I'm adding 4, so I'm not even multiplying or dividing by anything,
so we can keep the inequality as is to get 3x is less than or equal to -6.
All right, next thing I want to solve for x, I'm gonna have to divide both sides by 3.
I divided both sides by 3.
Okay, that's okay.
You could always multiply or divide by a negative number and preserve the solution set,
so this is x is less than or equal to -2.
All right.
So remember, this means there are a lot of solutions, right?
So let's see, if there's 0, and let's say, there's 2.
And here's -2.
All right, it says x is less than or equal to -2, so that means that 2 is a solution
and numbers to the left of 2 are also solutions.
So, I could put a dot on -2 because that's part of the solution, as well as go to the left.
So this represents infinitely many numbers as solutions.
You can't list them all, right?
Like, there's -3.
-4. -2 1/2, etcetera.
Okay, now what we want to do is check this and make sure we've got it going
in the right direction, and to make sure really the dot should be at -2.
So it's really a two-step process to check it.
So first of all, let's check that 2 makes -- is a solution, right, because I've got a dot on 2.
So first let's check to make sure x is 2 is a solution, into the original inequality.
All right, so what we're going to do is plug in 2 for x, and we have six --
I'm sorry, I'm plugging in -2, so that's gonna be -6-4,
and -6-4 is -10, and the other side's -10.
And what I want, I want to make sure that 10 is less than or equal to -10.
Actually, it's equal, right?
It says it could either -- either both sides could equal, or the left side has to be less
than the right-hand side, so 2 is certainly a solution.
Now, we also have to check that a number to the left of 2 is a solution,
or we could check that a number to the right of 2 is not a solution.
You can do either way.
So let's continue, all right?
Let's say, the original problem, again, was 3x-4 is less than or equal to -- I think it was -10.
All right, so let's check that some number to the right is not a solution.
I usually like to check 0 because it's super easy to plug in for x.

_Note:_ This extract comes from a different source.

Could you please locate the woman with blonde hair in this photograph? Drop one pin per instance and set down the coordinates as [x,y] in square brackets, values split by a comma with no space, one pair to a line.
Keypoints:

So x equals 0 should not be a solution, right?
Keep that in mind.
It should not be a solution, so let's check 0.
I'm just gonna plug in 0.
So we have 3 times 0-4.
-4 on this side, and the right side is -10.
And -4 is less than -10?
No, -4 is bigger.
Perfect. We didn't want it to be a solution,
so it's good that the solution set is not going through zero.

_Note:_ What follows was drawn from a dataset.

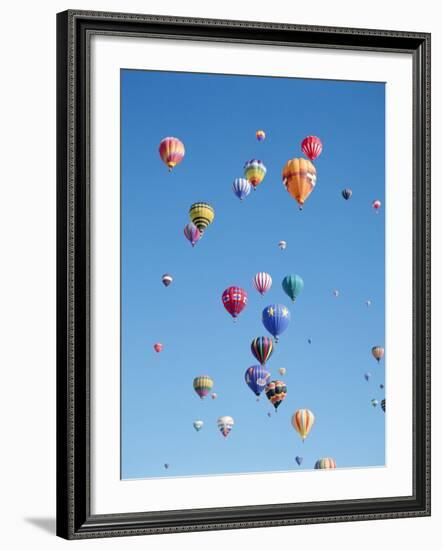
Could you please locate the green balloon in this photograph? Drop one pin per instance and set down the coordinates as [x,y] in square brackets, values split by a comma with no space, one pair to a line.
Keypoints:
[292,286]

So therefore, this is the correct solution.
So this is just a check.
Now, if you wanted to check something else, you can check to see that x equals, let's say, -5,
for instance, that's a number that should be a solution, so let's see what if I plug in -5?
That should make it a solution.
So, if we plug in -5 for x, we have -15-4, which is -19 on this side.
And is -19 less than -10?
Yes. Perfect.
So again, what we had originally is correct right here.

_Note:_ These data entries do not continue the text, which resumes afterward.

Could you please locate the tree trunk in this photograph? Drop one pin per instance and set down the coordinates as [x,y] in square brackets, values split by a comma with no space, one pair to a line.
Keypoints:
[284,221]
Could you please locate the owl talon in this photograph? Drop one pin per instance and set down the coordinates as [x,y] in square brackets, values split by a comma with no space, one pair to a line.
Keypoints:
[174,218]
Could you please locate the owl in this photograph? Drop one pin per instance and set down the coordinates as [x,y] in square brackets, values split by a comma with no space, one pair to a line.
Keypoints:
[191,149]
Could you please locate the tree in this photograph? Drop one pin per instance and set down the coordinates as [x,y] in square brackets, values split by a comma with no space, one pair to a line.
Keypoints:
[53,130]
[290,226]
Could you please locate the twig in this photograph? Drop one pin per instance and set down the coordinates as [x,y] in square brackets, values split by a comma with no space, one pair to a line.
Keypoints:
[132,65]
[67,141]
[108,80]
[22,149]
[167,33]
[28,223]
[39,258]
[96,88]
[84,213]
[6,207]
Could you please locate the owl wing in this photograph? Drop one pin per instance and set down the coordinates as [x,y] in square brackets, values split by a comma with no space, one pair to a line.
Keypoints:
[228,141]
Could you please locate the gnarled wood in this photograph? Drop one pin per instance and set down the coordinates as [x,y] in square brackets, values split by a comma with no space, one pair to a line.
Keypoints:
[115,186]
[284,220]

x is less than or equal to -2, and if I were asked
to graph it, this is what it would look like.
Okay, let's look at another example.
We have -2/3x is less than or equal to 2.
All right, we could solve this in more than one way, but the usual way when we have fractions --
one way is to just multiply both sides by the reciprocal.
So the reciprocal of -2/3 is -3/2.
Right. So if I want, I can say, "Well, I'm gonna multiply both sides by -3/2.
So on both sides I want to multiply by -3/2.
So I'm gonna write down what I'm doing.
I'm multiplying by -3/2 -- oh, wow.
I multiply the inequality by a negative number; make sure you switch the direction here.
Now, here's how I do it.
If I do it right at this step, I cross it out right away, so I don't forget.
I'm gonna write -- oh, now, it's really got to be greater than or equal.
Okay? So look at how it was originally.
It was just, in what's in black, the -2/3x is less than or equal to 2, and if I don't want
to take another step to write this -3/2 on both sides, then make sure that you cross
that off and switch it right away.
So what we have, then, on the left-hand side, everything cancels, so I have x, and that's,
of course, what I'm trying to solve for, but it's greater than or equal to.
Now, let's see what happens over on this side.
I've got positive times a negative, so the answer's negative.
The 2s cancel, and I got an answer of -3.
So it looks like this has a solution set of numbers greater than or equal to -3.
Again, since it's equal, we can put a dot on that to show that's part of the solution.
And it's going to the right.
Now, it's going through 0, so that means 0 should be a solution,
so I'm gonna check the original, the original problem.
I'm gonna check to make sure x equals 0 is a solution in the original,
-2/3x is less than or equal to 2.
And if I put in 0 for x, ha, nice, -2/3 times 0 is just 0, and on the left side I have 2,
and you want to check to make sure it's less than.
X equals 0 should be a solution because it's going through that number.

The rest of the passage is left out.